Il a également fait paraître des éditions de textes bibliques et de Diogène Laërce (1698) et un livre sur les trirèmes classiques.
John Wallis attaqua son traité de mathématiques De proportionibus (1655) dans Adversus Marsi Meibomii: De Proportionibus Dialogum Tractatus Elencticus (1657)[4],[5].
Marcus Meibom était un érudit original et curieux, qui a souvent suscité la raillerie et la controverse. Ses opinions sur la Bible n'ont pas été retenues ; quant aux trirèmes, un grand voile d'obscurité a persisté à leur sujet jusque longtemps après sa mort.
Œuvres
- (la + grc) Marcus Meibom (éditeur, commentateur et traducteur), Aristoxène, Cléonide, Gaudence, Nicomaque, Alypios, Bacchios et Aristide Quintilien, Antiquæ musicæ auctores septem : græce et latine, Amsterdam, Louis Elzevier, (lire en ligne)
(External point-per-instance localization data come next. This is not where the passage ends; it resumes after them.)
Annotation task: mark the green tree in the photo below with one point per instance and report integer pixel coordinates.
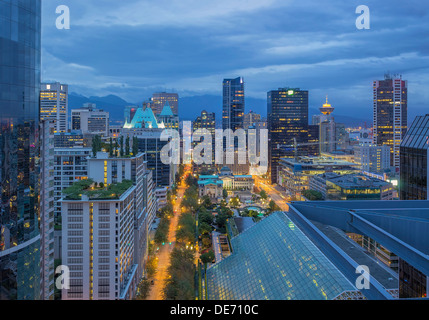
(180, 284)
(272, 206)
(207, 257)
(205, 228)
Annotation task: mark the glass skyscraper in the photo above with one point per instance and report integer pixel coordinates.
(390, 114)
(20, 33)
(287, 111)
(233, 104)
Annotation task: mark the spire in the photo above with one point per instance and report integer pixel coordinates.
(327, 109)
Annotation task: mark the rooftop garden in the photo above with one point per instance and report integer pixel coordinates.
(96, 191)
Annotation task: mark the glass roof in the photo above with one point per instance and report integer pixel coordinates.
(274, 260)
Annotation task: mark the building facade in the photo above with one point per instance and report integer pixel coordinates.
(47, 209)
(372, 158)
(390, 114)
(233, 104)
(105, 229)
(20, 34)
(161, 98)
(91, 120)
(54, 105)
(413, 185)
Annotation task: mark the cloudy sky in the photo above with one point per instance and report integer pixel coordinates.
(135, 47)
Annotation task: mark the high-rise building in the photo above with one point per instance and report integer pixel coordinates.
(233, 104)
(160, 99)
(70, 165)
(167, 119)
(105, 232)
(327, 129)
(413, 185)
(20, 33)
(69, 139)
(91, 120)
(372, 158)
(54, 105)
(287, 121)
(129, 113)
(250, 119)
(47, 208)
(150, 144)
(390, 114)
(414, 161)
(207, 121)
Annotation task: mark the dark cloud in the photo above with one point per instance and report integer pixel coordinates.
(132, 49)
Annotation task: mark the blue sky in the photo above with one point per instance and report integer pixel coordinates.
(135, 47)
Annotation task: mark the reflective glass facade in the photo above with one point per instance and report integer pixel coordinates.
(274, 260)
(287, 111)
(20, 34)
(233, 104)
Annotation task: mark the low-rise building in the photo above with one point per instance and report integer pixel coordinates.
(295, 173)
(334, 186)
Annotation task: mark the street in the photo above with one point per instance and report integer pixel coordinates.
(163, 255)
(274, 194)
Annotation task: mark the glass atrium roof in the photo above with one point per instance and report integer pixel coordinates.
(274, 260)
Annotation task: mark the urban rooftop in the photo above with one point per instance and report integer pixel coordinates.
(96, 191)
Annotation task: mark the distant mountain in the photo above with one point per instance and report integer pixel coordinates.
(111, 103)
(191, 107)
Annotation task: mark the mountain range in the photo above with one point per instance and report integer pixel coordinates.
(191, 107)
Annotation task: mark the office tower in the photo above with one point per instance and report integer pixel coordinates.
(47, 208)
(232, 119)
(327, 129)
(150, 144)
(168, 120)
(207, 121)
(69, 139)
(105, 233)
(20, 33)
(250, 119)
(129, 113)
(91, 120)
(54, 105)
(160, 99)
(414, 161)
(287, 123)
(313, 148)
(390, 114)
(372, 158)
(70, 165)
(233, 104)
(414, 186)
(342, 137)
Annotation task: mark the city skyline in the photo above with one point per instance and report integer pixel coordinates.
(278, 199)
(342, 62)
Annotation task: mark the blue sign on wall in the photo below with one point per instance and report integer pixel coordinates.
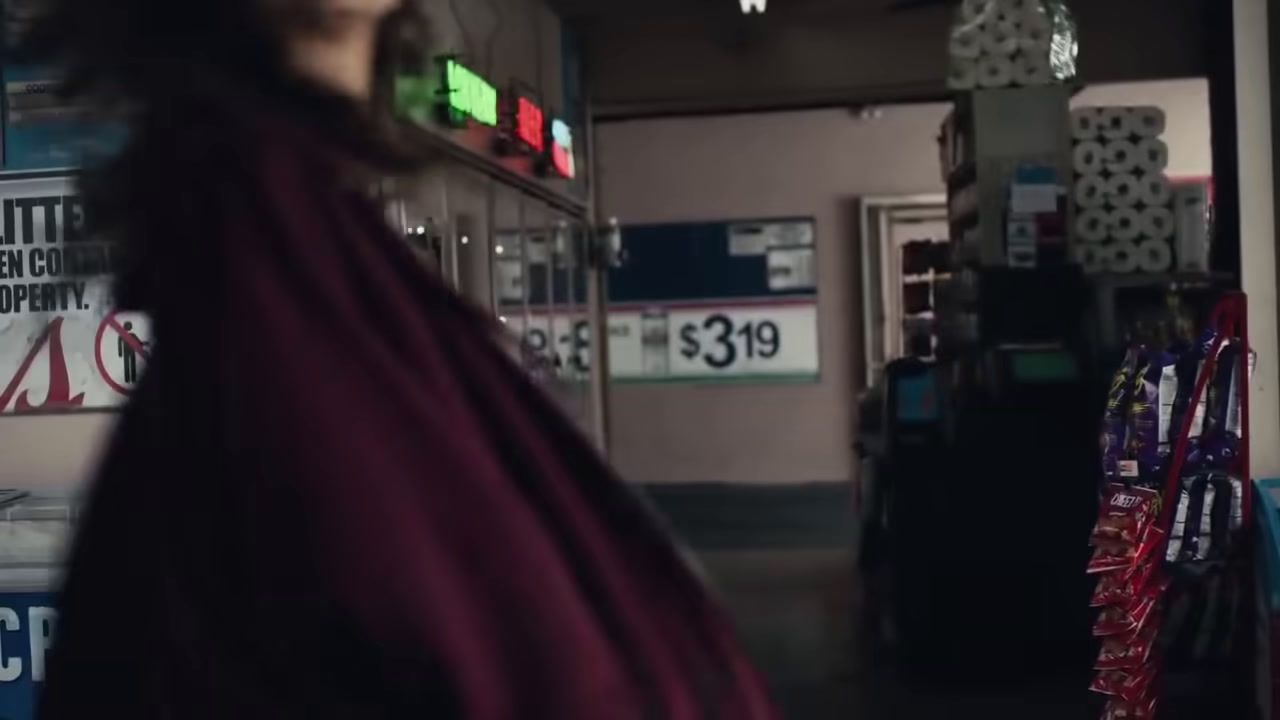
(27, 623)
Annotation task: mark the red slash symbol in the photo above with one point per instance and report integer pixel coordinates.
(131, 349)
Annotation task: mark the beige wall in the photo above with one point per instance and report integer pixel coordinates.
(787, 164)
(844, 51)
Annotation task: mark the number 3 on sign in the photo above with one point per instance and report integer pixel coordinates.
(721, 342)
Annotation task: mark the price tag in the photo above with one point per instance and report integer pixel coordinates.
(704, 343)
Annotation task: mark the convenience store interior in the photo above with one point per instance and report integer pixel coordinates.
(816, 126)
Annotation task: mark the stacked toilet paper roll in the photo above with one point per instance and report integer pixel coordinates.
(1124, 222)
(1001, 44)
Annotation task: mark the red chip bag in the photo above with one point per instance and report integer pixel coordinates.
(1112, 556)
(1127, 652)
(1129, 686)
(1123, 587)
(1125, 514)
(1109, 682)
(1139, 684)
(1128, 619)
(1120, 710)
(1111, 559)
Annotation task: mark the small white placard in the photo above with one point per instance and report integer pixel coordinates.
(791, 268)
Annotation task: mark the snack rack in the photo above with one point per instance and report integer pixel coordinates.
(1150, 589)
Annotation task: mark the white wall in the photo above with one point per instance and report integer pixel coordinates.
(794, 164)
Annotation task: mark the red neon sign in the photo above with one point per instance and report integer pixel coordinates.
(530, 124)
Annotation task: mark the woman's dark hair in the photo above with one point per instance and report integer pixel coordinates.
(161, 65)
(136, 57)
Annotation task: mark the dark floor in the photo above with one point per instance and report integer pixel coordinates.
(784, 564)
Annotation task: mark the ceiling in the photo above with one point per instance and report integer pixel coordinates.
(617, 9)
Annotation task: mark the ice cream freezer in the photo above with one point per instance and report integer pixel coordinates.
(33, 536)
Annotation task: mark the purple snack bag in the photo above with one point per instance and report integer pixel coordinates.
(1115, 417)
(1143, 441)
(1188, 369)
(1223, 420)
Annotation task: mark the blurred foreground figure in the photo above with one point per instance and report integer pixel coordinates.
(333, 495)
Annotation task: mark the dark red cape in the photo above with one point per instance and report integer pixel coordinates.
(334, 496)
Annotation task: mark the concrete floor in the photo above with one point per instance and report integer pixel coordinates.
(784, 564)
(798, 614)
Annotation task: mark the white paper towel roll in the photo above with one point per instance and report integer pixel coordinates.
(974, 10)
(1123, 191)
(963, 74)
(1032, 71)
(1034, 33)
(1152, 155)
(1121, 156)
(1157, 223)
(1124, 224)
(1148, 122)
(1088, 158)
(995, 71)
(1092, 226)
(965, 44)
(1092, 258)
(999, 37)
(1084, 123)
(1015, 7)
(1153, 190)
(1123, 256)
(1114, 123)
(1091, 191)
(1155, 256)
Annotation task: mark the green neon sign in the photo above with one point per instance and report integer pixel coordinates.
(467, 95)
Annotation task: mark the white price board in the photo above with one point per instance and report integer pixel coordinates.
(62, 345)
(686, 343)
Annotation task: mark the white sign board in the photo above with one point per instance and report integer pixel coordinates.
(62, 346)
(695, 343)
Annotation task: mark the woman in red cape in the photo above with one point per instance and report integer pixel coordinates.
(333, 493)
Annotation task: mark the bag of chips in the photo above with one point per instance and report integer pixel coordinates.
(1123, 587)
(1127, 652)
(1118, 709)
(1125, 514)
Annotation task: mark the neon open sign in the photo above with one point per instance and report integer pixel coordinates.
(467, 95)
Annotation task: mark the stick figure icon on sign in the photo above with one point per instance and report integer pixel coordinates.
(123, 350)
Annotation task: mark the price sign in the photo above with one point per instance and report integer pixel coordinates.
(695, 343)
(566, 341)
(731, 342)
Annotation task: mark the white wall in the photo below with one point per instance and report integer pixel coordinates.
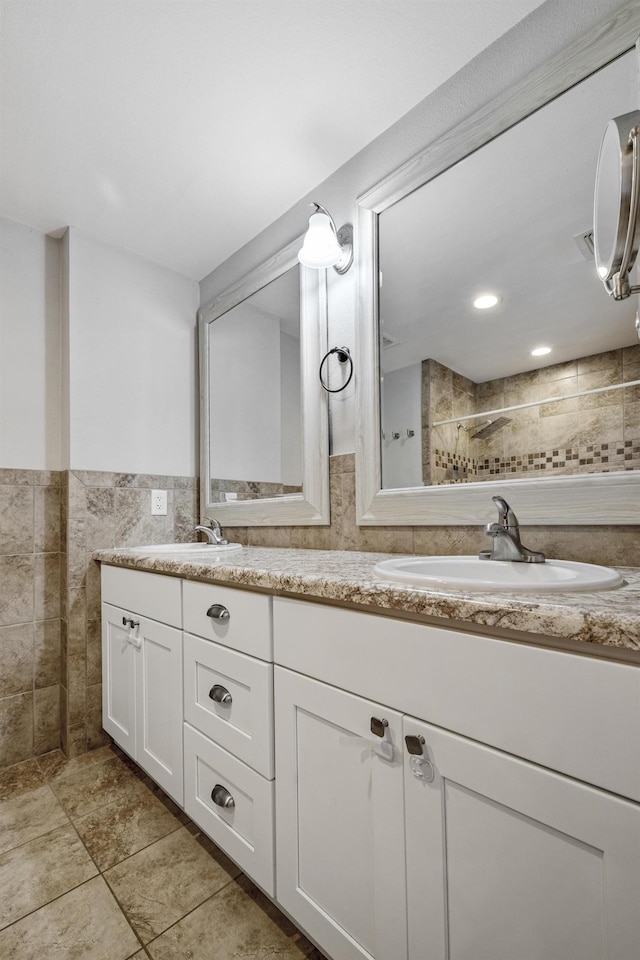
(30, 354)
(542, 34)
(291, 410)
(132, 362)
(402, 458)
(244, 363)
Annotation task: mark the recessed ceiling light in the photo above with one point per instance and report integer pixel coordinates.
(486, 300)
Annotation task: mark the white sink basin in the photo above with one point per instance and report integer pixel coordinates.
(471, 573)
(198, 549)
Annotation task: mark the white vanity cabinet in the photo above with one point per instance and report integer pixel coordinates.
(340, 824)
(142, 671)
(504, 819)
(228, 730)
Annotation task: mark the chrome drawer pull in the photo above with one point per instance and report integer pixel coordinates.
(379, 727)
(220, 694)
(217, 612)
(221, 797)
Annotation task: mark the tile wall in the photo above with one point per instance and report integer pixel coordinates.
(599, 432)
(101, 510)
(30, 614)
(50, 647)
(50, 523)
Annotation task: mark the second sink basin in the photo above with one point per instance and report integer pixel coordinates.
(473, 574)
(201, 549)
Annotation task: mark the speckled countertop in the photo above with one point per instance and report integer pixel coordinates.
(607, 617)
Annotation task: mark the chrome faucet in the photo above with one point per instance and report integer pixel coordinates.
(213, 532)
(506, 537)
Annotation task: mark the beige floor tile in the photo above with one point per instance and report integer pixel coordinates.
(20, 778)
(239, 923)
(40, 870)
(56, 766)
(28, 816)
(161, 884)
(123, 828)
(85, 924)
(85, 788)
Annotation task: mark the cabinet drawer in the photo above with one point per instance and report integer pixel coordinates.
(229, 697)
(574, 714)
(248, 628)
(245, 829)
(149, 594)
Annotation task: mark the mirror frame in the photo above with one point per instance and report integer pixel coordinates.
(608, 498)
(312, 505)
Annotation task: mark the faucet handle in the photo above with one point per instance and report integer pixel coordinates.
(506, 516)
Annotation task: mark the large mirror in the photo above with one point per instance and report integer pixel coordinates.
(527, 391)
(264, 442)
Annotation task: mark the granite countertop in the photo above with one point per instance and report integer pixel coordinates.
(607, 617)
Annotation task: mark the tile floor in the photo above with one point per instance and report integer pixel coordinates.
(96, 863)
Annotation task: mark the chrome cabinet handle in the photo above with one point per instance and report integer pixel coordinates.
(217, 612)
(379, 727)
(221, 797)
(220, 694)
(415, 745)
(419, 763)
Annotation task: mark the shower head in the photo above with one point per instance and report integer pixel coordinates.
(490, 427)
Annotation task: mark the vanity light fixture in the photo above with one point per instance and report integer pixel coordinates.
(324, 245)
(486, 300)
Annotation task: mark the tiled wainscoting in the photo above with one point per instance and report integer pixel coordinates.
(96, 863)
(50, 650)
(50, 656)
(592, 432)
(30, 624)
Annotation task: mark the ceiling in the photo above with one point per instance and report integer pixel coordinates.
(179, 129)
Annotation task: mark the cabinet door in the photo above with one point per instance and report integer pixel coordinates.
(339, 819)
(509, 860)
(118, 678)
(158, 682)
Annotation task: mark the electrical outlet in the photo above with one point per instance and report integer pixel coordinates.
(158, 503)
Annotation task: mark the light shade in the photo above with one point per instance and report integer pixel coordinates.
(320, 248)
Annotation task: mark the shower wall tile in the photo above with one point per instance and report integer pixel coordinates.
(47, 719)
(17, 576)
(47, 519)
(16, 520)
(16, 729)
(16, 659)
(47, 653)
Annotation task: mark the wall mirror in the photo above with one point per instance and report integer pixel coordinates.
(457, 402)
(264, 435)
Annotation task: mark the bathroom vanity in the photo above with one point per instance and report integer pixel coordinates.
(383, 760)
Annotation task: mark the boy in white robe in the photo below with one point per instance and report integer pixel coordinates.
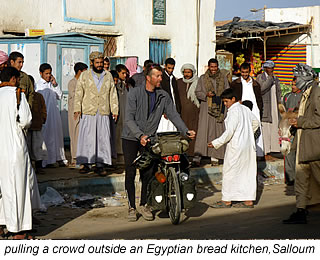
(52, 129)
(17, 182)
(240, 166)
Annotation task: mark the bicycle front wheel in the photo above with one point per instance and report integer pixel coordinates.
(174, 197)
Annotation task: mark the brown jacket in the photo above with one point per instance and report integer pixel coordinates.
(88, 100)
(309, 123)
(38, 111)
(236, 85)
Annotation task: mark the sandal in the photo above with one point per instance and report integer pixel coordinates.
(23, 235)
(242, 205)
(2, 231)
(221, 204)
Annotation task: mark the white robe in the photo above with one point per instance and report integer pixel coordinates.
(240, 166)
(94, 143)
(18, 184)
(248, 94)
(166, 125)
(52, 129)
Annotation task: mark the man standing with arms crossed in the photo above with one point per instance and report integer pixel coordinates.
(145, 106)
(95, 98)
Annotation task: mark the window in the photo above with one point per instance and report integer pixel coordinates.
(159, 50)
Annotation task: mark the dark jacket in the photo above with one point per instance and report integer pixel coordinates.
(137, 122)
(165, 85)
(266, 84)
(39, 112)
(237, 86)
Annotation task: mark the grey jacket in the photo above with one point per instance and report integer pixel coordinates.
(137, 122)
(266, 84)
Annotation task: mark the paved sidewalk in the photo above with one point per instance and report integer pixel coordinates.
(69, 180)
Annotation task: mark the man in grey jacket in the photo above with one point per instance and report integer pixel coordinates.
(144, 108)
(271, 96)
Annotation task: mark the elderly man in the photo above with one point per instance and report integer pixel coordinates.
(190, 105)
(95, 98)
(271, 96)
(246, 88)
(16, 60)
(79, 67)
(18, 186)
(307, 182)
(210, 87)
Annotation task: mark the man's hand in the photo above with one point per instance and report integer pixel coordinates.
(293, 122)
(76, 115)
(210, 145)
(53, 81)
(210, 94)
(144, 140)
(191, 134)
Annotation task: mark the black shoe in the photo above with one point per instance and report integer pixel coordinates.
(84, 169)
(299, 217)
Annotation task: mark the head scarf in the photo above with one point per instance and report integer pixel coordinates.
(193, 83)
(3, 57)
(139, 69)
(305, 76)
(131, 64)
(268, 64)
(96, 55)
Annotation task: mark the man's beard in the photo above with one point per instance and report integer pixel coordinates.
(96, 70)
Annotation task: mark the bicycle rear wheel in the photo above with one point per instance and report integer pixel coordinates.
(174, 197)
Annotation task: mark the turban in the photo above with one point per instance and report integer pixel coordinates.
(3, 57)
(131, 64)
(96, 55)
(188, 66)
(305, 75)
(193, 83)
(268, 64)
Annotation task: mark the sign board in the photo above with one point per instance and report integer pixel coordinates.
(34, 32)
(159, 12)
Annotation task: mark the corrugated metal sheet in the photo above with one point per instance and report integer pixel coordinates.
(285, 58)
(159, 50)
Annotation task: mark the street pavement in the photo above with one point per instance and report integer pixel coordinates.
(275, 202)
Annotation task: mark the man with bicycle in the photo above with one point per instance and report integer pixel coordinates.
(144, 109)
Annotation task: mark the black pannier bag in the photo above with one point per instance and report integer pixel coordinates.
(156, 195)
(189, 193)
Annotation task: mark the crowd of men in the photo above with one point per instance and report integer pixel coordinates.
(111, 114)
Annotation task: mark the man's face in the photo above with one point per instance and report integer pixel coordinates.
(187, 74)
(294, 86)
(213, 67)
(98, 65)
(3, 65)
(106, 65)
(115, 80)
(269, 71)
(18, 63)
(155, 78)
(244, 73)
(46, 75)
(169, 68)
(122, 75)
(229, 102)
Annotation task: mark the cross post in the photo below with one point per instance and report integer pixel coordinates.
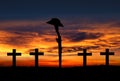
(14, 54)
(36, 54)
(84, 54)
(107, 54)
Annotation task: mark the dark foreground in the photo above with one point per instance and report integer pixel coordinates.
(56, 74)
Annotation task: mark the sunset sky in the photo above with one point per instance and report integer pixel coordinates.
(90, 24)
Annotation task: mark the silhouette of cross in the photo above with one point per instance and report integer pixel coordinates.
(107, 53)
(84, 54)
(14, 54)
(36, 53)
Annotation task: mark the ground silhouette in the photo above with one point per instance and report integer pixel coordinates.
(57, 74)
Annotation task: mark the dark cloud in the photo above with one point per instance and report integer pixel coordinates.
(73, 49)
(116, 24)
(80, 36)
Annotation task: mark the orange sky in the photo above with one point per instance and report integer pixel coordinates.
(26, 35)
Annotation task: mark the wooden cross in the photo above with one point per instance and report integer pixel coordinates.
(36, 54)
(107, 53)
(14, 54)
(84, 54)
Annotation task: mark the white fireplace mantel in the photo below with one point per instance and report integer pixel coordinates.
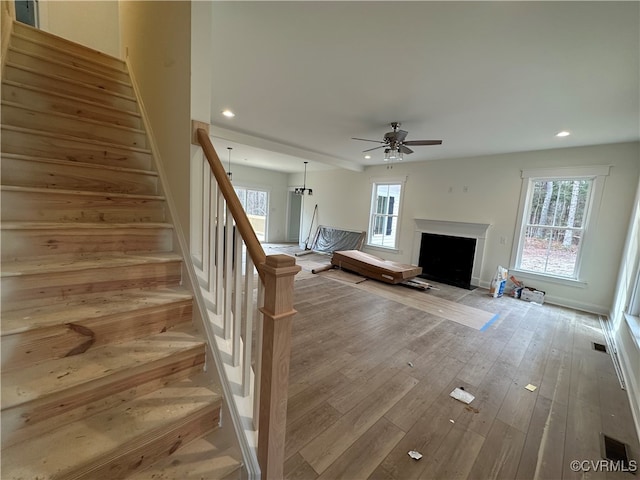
(453, 229)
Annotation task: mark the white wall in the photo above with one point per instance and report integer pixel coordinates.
(94, 24)
(435, 190)
(156, 40)
(628, 349)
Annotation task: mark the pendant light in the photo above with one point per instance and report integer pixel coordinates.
(304, 189)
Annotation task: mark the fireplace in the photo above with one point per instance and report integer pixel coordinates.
(447, 259)
(450, 249)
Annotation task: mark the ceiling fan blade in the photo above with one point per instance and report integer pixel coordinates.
(366, 140)
(404, 149)
(374, 148)
(423, 142)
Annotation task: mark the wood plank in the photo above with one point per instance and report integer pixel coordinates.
(77, 57)
(453, 311)
(25, 171)
(56, 205)
(40, 283)
(455, 457)
(329, 445)
(67, 86)
(302, 431)
(517, 407)
(542, 454)
(72, 48)
(430, 389)
(52, 67)
(500, 453)
(48, 100)
(132, 436)
(426, 434)
(40, 342)
(202, 458)
(42, 144)
(21, 242)
(78, 127)
(375, 443)
(296, 468)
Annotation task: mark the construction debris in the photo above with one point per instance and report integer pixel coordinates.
(460, 394)
(415, 455)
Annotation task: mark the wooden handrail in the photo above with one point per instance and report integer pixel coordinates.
(254, 248)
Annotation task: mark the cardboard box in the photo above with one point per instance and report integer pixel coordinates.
(529, 295)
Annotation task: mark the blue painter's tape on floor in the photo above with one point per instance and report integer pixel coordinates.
(488, 324)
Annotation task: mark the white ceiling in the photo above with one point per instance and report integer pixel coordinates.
(484, 77)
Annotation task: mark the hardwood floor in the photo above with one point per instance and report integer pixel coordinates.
(370, 380)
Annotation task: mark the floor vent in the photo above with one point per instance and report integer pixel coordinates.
(600, 347)
(614, 450)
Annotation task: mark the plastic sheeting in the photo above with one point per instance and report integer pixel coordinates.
(329, 239)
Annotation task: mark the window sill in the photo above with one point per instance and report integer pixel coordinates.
(633, 322)
(571, 282)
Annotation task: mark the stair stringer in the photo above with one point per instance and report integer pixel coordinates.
(201, 313)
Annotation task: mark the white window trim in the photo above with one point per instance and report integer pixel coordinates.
(387, 181)
(597, 173)
(268, 192)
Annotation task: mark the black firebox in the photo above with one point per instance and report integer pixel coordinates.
(447, 259)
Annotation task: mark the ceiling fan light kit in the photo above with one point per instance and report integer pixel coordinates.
(395, 145)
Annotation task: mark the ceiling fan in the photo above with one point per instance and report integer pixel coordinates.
(395, 144)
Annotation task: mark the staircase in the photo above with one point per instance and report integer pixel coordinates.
(102, 366)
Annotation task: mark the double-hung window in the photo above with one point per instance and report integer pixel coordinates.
(256, 205)
(385, 214)
(556, 217)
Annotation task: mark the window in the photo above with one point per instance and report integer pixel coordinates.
(555, 221)
(256, 206)
(385, 211)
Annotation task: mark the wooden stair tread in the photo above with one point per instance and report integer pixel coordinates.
(60, 191)
(200, 459)
(88, 62)
(80, 226)
(92, 73)
(51, 76)
(85, 445)
(95, 366)
(73, 117)
(88, 307)
(71, 163)
(35, 34)
(54, 264)
(102, 144)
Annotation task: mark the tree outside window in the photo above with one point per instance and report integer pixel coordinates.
(554, 226)
(385, 211)
(256, 206)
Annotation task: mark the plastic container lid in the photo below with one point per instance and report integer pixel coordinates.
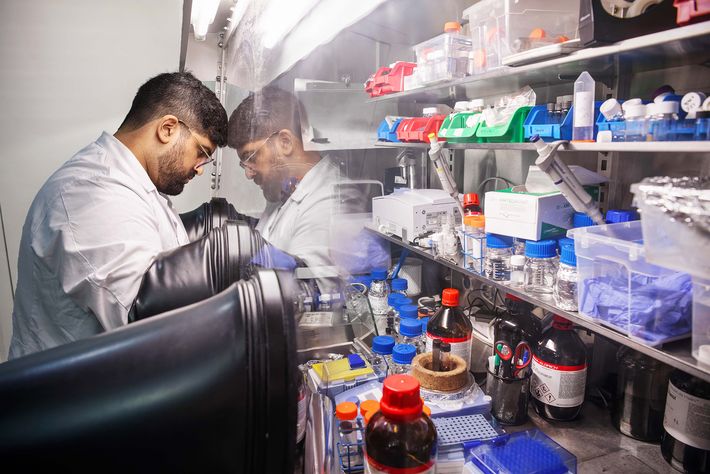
(450, 297)
(667, 107)
(635, 111)
(496, 241)
(452, 27)
(614, 216)
(410, 327)
(400, 397)
(399, 284)
(408, 311)
(346, 411)
(404, 353)
(382, 345)
(567, 255)
(610, 108)
(580, 219)
(369, 406)
(540, 249)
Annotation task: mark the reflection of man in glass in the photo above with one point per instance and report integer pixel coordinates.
(265, 129)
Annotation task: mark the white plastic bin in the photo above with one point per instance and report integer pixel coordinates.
(620, 289)
(501, 28)
(443, 58)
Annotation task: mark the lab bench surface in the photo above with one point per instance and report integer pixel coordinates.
(598, 445)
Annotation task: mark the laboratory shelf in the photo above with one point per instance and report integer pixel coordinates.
(627, 147)
(677, 47)
(676, 354)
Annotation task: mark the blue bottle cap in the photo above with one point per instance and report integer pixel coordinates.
(408, 311)
(496, 241)
(379, 274)
(355, 361)
(580, 219)
(404, 353)
(614, 216)
(567, 255)
(540, 248)
(382, 345)
(399, 284)
(410, 327)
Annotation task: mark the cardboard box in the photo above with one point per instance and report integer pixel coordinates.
(529, 216)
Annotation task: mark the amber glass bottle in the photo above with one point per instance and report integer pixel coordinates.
(400, 437)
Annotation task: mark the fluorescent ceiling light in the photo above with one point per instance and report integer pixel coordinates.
(202, 16)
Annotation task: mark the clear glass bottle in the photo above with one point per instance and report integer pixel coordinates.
(410, 333)
(382, 349)
(402, 356)
(636, 127)
(540, 266)
(565, 289)
(378, 292)
(496, 264)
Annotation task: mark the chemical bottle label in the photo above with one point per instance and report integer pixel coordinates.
(687, 418)
(558, 385)
(373, 467)
(460, 346)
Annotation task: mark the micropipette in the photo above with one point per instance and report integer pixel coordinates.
(549, 162)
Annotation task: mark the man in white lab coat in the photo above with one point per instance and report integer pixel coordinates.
(101, 219)
(300, 186)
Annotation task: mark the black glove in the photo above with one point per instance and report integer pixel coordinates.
(205, 267)
(210, 215)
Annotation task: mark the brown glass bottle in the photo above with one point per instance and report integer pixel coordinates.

- (la) De proportionibus (1655)
- (la) Liber de fabrica triremium (1671)
- (la) Davidis psalmi X (1690)
- (la) Davidis Psalmi duodecim, & totidem sacræ scripturæ veteris testamenti integra capita (1698)
- (la) Diogenes Laertius (1698)
Dans une lettre à Leibniz, on trouve une allusion à un manuscrit de Meibom intitulé Ars Hebræorum veterum metrica restituta, sur la métrique hébraïque[6]. Charles Hutton[7] y fait également allusion ; selon Meibom, le texte hébreu de la Bible était plein d'erreurs, et il entendait les corriger grâce à sa découverte d'un mètre dans les textes anciens.